Nossas Crianças e a Pandemia do COVID-19

Sandra Belchiolina
sandra@arteyvida.com.br

“Eu não morro” – afirmação que veio do meu neto João. Ele, um menininho de três anos. Tentei identificar onde estava presente o tema da morte no contexto em que estávamos. Era algo tão corriqueiro que não ficou muito claro para mim.

Diante desse contexto, me pergunto sobre como nossas crianças estão sendo escutadas nesses dias de isolamento, sem escolinha, coleguinhas, sem as saídas de casa para passear e etc.

 A rotina delas foi bagunçada com o fechamento das escolas e com suas relações interpessoais interrompidas no contato presencial. Algumas não podendo visitar os tios e avós, outros nem podendo brincar com alguém da mesma idade estão.

A criança tem boa percepção do que ocorre ao seu redor. Capta bem os ruídos do núcleo familiar. Assim, independentemente se foi conversado ou não com elas sobre a pandemia, ela sente seus efeitos.

É normal que elas apresentem sintomas como irritabilidade, medo, inquietação, tédio, desconcentração, sensação de solidão, alterações no padrão de sono e alimentação.

Manter a rotina das crianças com os horários certos de levantar, alimentar e dormir é fundamental. Muitos nesse momento estão com novas rotinas implantadas que passam pelos estudos, brincadeiras, jogos, também pelos vídeos (orientação que sejam limitados), atividades físicas, e afazeres domésticos para alguns. As famílias estão passando por um momento em que muitas coisas saíram do eixo. E haja criatividade para manter a criançada saudável! 

Mas é importante não perder de vista certas questões como: o que os acolhia antes da pandemia? O que faziam juntos e era o fator de laços familiares? Fazer do novo convívio um acolhimento.

Falar do adoecimento e da morte é tabu para muitas culturas. Na tradição budista, os pais do príncipe hindu Sidarta Gaudama (o Buda histórico) queriam protegê-lo dos sofrimentos humanos: nascimento, envelhecimento, doença e morte. É recorrente a negação ou a dificuldade em que muitas famílias lidam com as etapas e dores da vida do ser humano. 

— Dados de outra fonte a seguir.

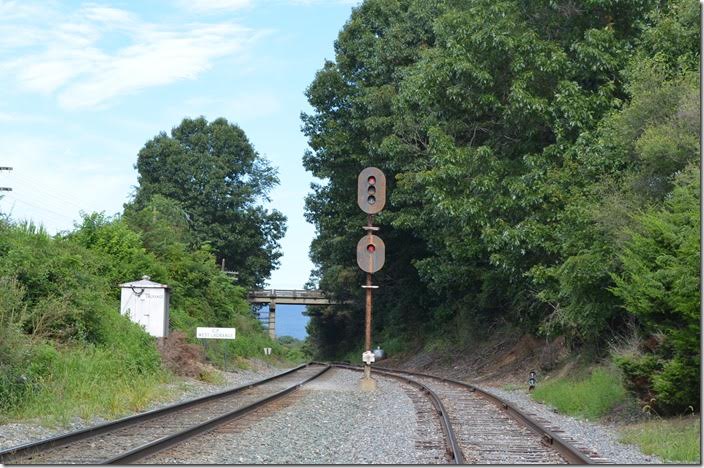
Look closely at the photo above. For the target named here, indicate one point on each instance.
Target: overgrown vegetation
(591, 397)
(66, 351)
(542, 162)
(677, 440)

E, assuntos tabus precisam ser resolvidos nos adultos para que os mesmo auxiliem seus filhos. As crianças são curiosas e questionam sobre as situações que estão passando nas suas vidas, ou, em outras observadas por ela. Falar claramente é importante se ela mostrar algum interesse pelo assunto. Isso respeitando a faixa etária. Muitos já ficaram atentos à alteração da rotina tradicional. Qual o motivo? A pandemia e suas consequências, não tem como fugir disso. Por mais difícil que isso possa parecer para os responsáveis, é melhor um diálogo do que a angústia do silêncio e da incompreensão dos fatos

Há cartilhas que explicam para as crianças sobre o coronavírus de fácil acesso na internet.

Em uma Live sobre luto do curso da FIOCRUZ, Saúde Mental e Atenção Psicossocial na COVID-19, a Professora Maria Helena Franco expõe como falar sobre a morte de uma pessoa para uma criança. Ela esclarece: “Ela não vai entender como o adulto entende. Mesmo que não consigam simbolizar na fala, defendo que temos de falar. A Criança não tem noção do nunca mais”.

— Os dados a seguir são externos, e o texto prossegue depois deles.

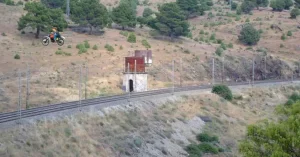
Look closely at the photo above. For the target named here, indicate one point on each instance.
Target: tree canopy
(249, 35)
(41, 18)
(190, 7)
(54, 3)
(90, 13)
(125, 14)
(171, 21)
(279, 5)
(275, 139)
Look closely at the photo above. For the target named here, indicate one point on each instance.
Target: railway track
(12, 116)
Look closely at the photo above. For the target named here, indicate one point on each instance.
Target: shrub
(194, 150)
(212, 36)
(295, 97)
(59, 52)
(109, 48)
(279, 5)
(20, 3)
(86, 44)
(234, 5)
(205, 137)
(124, 33)
(219, 51)
(239, 10)
(9, 2)
(283, 37)
(208, 148)
(17, 56)
(294, 13)
(223, 91)
(146, 44)
(131, 38)
(147, 12)
(249, 35)
(95, 47)
(247, 6)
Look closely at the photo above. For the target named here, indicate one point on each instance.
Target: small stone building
(135, 78)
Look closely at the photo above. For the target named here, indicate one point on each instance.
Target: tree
(54, 3)
(247, 6)
(124, 15)
(294, 13)
(41, 18)
(249, 35)
(90, 13)
(189, 7)
(147, 12)
(274, 139)
(222, 91)
(171, 21)
(279, 5)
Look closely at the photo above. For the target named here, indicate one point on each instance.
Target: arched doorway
(130, 85)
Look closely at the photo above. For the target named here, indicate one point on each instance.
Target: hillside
(152, 127)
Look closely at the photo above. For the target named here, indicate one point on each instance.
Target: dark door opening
(130, 85)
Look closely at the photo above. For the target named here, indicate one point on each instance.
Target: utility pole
(213, 72)
(20, 105)
(68, 8)
(173, 64)
(223, 69)
(27, 87)
(253, 71)
(180, 72)
(79, 85)
(134, 76)
(85, 82)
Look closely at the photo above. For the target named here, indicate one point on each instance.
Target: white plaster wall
(140, 82)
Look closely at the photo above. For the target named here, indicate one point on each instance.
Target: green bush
(109, 48)
(131, 38)
(205, 137)
(223, 91)
(208, 148)
(124, 33)
(194, 150)
(95, 47)
(212, 36)
(247, 6)
(17, 56)
(294, 13)
(146, 44)
(249, 35)
(234, 5)
(9, 2)
(223, 46)
(20, 3)
(283, 37)
(219, 51)
(86, 44)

Franco lembra sobre as diferenças culturais diante da morte, mas a palavra morreu deve ser usada anteriormente. Tudo bem se vierem posteriormente as explicações: “virou uma estrelinha” ou “foi visitar papai do céu”. A palavra antes é “morreu”. Para que a criança possa perguntar. Ela precisa confiar no adulto, não dá para contar uma história enrolada, pois isso pode comprometer a sua confiança no interlocutor.

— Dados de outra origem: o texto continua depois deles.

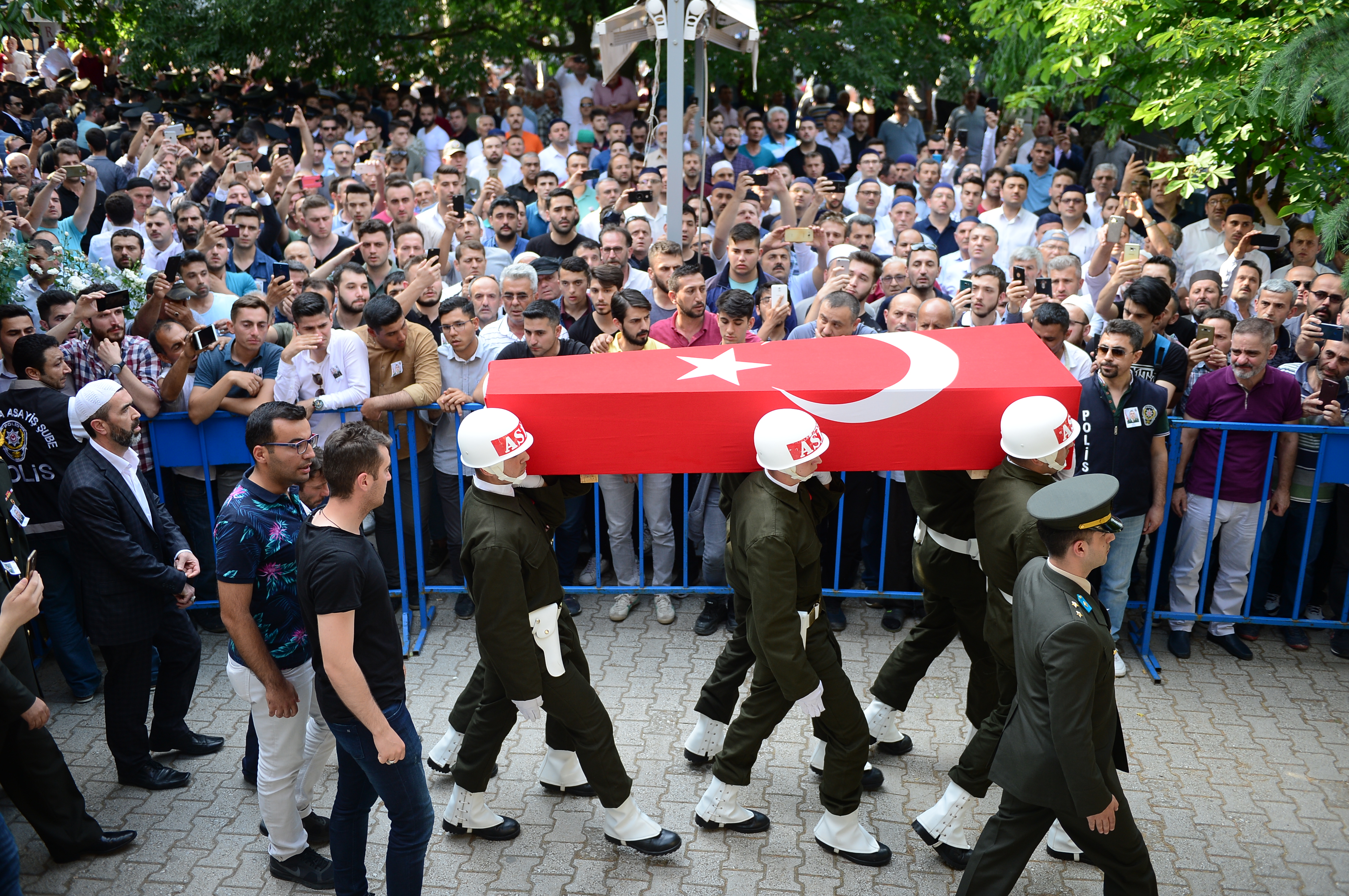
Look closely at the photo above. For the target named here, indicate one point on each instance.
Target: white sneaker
(664, 610)
(587, 576)
(624, 606)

Fui provocada e afetada pela causa de nossas crianças. Creio que temos muito a escutá-las e abrir a fala para questionamentos. É um momento muito delicado para todos. O inconsciente é sempre o infantil e nossas crianças estão sendo estruturadas diante de um susto (para não dizer horror) que a humanidade tem passado.

Vamos escutá-las, desenvolver a fala e construir laços num diálogo fluido e produzir saúde mental para elas.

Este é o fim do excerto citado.